The Commander’s resignation was accepted without difficulty. Listlessly, we set about disbanding our establishment. The steps taken to this end are no more than a blur in my memory. We must have stashed the trainees away somewhere for future use, as I heard later that, in addition to Werner, at least two of them were dead. One, a nice Norwegian wireless operator, had been caught by the Germans and shot soon after his return to Norway. The other, the best of the Belgian group, had been flown to a dropping place in Belgium. But his parachute had somehow caught on the under-carriage of the aircraft, and he had been hurtled at mercifully high speed to unconsciousness and death. The Spaniards I was to see again.
Tommy Harris left us in pretty high dudgeon and soon found his true level as a valued officer of MI5. Guy and I reported to the new headquarters of Special Operations at 64 Baker Street which afterwards became famous (or notorious, according to the point of view) as plain “Baker Street.” An awful lot of office furniture was being moved in and around; every time we visited the place, partitions seemed to be going up or coming down.

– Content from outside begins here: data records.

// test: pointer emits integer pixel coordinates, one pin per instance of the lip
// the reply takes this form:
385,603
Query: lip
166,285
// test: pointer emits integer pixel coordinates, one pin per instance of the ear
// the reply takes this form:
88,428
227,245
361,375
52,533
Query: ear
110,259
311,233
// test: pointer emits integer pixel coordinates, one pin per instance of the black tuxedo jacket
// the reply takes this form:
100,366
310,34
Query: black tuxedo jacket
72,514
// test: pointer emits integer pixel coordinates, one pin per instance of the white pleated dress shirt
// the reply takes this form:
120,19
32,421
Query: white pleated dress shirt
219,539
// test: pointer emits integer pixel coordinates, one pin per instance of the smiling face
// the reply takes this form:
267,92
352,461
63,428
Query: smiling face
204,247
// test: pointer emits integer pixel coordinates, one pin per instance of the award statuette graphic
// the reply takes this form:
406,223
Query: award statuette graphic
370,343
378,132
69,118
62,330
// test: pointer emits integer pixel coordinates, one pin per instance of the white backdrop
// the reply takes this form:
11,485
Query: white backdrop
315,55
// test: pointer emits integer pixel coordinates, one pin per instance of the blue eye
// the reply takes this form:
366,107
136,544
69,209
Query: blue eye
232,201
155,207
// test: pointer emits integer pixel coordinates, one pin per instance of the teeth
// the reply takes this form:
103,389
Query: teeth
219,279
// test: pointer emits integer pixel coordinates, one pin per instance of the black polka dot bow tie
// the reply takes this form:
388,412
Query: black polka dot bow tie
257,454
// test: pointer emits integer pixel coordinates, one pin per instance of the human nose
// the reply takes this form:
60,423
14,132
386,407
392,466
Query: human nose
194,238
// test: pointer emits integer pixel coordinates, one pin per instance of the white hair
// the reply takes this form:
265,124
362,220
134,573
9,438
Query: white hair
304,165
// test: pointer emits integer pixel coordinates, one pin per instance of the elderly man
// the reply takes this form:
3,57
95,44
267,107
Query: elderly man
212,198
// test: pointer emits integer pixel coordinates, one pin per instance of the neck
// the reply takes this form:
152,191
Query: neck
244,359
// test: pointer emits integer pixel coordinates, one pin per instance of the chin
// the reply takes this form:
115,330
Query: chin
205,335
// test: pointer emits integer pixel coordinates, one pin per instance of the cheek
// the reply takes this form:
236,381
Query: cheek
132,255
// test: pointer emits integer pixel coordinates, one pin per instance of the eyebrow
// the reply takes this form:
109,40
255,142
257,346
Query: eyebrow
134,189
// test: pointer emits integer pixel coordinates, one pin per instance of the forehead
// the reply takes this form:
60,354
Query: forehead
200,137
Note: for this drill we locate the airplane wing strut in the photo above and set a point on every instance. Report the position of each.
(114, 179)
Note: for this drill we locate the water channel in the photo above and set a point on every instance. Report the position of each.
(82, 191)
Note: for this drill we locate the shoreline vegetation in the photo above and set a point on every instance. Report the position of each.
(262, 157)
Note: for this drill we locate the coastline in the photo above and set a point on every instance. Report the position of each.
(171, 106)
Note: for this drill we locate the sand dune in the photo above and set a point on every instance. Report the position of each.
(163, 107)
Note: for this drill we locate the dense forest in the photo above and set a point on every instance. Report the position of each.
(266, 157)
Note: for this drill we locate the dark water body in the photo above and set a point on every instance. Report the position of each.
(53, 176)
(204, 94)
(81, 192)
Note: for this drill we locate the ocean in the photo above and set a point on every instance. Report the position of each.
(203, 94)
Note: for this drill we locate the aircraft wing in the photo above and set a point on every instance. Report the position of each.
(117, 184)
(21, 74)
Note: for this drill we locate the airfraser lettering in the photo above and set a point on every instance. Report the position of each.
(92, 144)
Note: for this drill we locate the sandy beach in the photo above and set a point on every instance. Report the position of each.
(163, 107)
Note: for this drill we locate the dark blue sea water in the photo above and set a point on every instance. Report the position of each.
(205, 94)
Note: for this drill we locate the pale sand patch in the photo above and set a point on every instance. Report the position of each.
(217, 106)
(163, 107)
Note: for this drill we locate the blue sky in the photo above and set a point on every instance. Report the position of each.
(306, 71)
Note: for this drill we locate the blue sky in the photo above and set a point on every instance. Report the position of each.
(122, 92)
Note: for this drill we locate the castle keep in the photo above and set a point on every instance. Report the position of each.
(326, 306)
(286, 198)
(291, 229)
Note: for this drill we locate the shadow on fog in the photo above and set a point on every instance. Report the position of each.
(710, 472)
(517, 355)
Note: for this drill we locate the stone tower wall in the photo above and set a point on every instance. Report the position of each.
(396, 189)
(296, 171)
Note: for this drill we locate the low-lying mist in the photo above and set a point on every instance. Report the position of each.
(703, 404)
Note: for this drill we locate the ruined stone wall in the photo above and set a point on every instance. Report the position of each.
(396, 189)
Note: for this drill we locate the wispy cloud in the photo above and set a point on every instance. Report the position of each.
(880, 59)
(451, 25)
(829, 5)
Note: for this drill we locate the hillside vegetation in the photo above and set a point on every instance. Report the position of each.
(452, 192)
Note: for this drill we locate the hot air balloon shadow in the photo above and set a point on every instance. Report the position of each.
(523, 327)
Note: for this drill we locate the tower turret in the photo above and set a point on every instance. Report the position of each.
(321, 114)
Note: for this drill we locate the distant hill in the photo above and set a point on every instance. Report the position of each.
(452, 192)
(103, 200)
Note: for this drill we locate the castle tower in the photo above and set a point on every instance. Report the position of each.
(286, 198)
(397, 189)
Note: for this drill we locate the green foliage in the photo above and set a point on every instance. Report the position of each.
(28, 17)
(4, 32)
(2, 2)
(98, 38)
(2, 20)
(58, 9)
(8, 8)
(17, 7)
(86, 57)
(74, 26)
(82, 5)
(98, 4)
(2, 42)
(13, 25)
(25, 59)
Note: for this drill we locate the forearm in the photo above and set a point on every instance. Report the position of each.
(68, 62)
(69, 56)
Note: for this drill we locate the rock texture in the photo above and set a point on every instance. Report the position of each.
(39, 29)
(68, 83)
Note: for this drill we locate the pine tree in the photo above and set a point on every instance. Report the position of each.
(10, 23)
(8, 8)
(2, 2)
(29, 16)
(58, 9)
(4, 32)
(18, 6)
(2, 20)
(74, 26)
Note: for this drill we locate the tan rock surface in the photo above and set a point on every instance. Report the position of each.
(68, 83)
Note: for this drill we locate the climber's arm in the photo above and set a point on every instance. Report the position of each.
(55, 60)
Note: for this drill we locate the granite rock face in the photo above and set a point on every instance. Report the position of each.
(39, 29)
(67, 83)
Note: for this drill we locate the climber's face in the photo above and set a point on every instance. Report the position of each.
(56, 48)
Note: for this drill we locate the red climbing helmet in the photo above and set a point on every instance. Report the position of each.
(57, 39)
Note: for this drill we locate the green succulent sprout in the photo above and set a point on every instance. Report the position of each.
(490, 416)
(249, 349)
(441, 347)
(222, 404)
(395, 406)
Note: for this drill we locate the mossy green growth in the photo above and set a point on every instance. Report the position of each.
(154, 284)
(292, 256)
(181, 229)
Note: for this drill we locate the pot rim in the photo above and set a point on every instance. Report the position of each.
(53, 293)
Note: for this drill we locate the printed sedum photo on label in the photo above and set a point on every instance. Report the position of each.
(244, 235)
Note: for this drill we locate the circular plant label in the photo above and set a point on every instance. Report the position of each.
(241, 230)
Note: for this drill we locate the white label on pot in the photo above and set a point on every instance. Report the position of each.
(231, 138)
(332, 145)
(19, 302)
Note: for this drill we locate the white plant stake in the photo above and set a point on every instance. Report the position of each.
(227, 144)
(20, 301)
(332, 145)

Below us, the staff of Marks & Spencer watched and wondered. There were many new faces confronted with new jobs. Banking, big business and the law had been combed for recruits. There was also a distressing dearth of old colleagues. Nelson’s purge had been thoroughgoing. He had been gleefully assisted by some senior officers on the intelligence side of SIS, notably Claude Dansey and David Boyle, of whom more will be heard. They were determined not only to “get Grand,” but to get all his closest henchmen as well.
The purge was to come yet nearer before it was called off. One evening, Guy dropped in for a drink in an unusually tongue-tied condition. Finally it came out; he had fallen “victim to a bureaucratic intrigue,” by which I understood that he had been sacked. I assumed that my own days, if not hours, were numbered, and Guy obviously looked forward to having me as a companion in distress.
But next month, and the month after that, my pay envelope still contained ten £5 notes. Special Operations, it seemed, had need of me; or perhaps I was too insignificant to merit dismissal. Guy was nothing if not resilient. He soon found a desirable niche in the Ministry of Information, which gave him a wide range of cultivable contacts. He began to refer contemptuously to my continued association with “Slop and Offal.”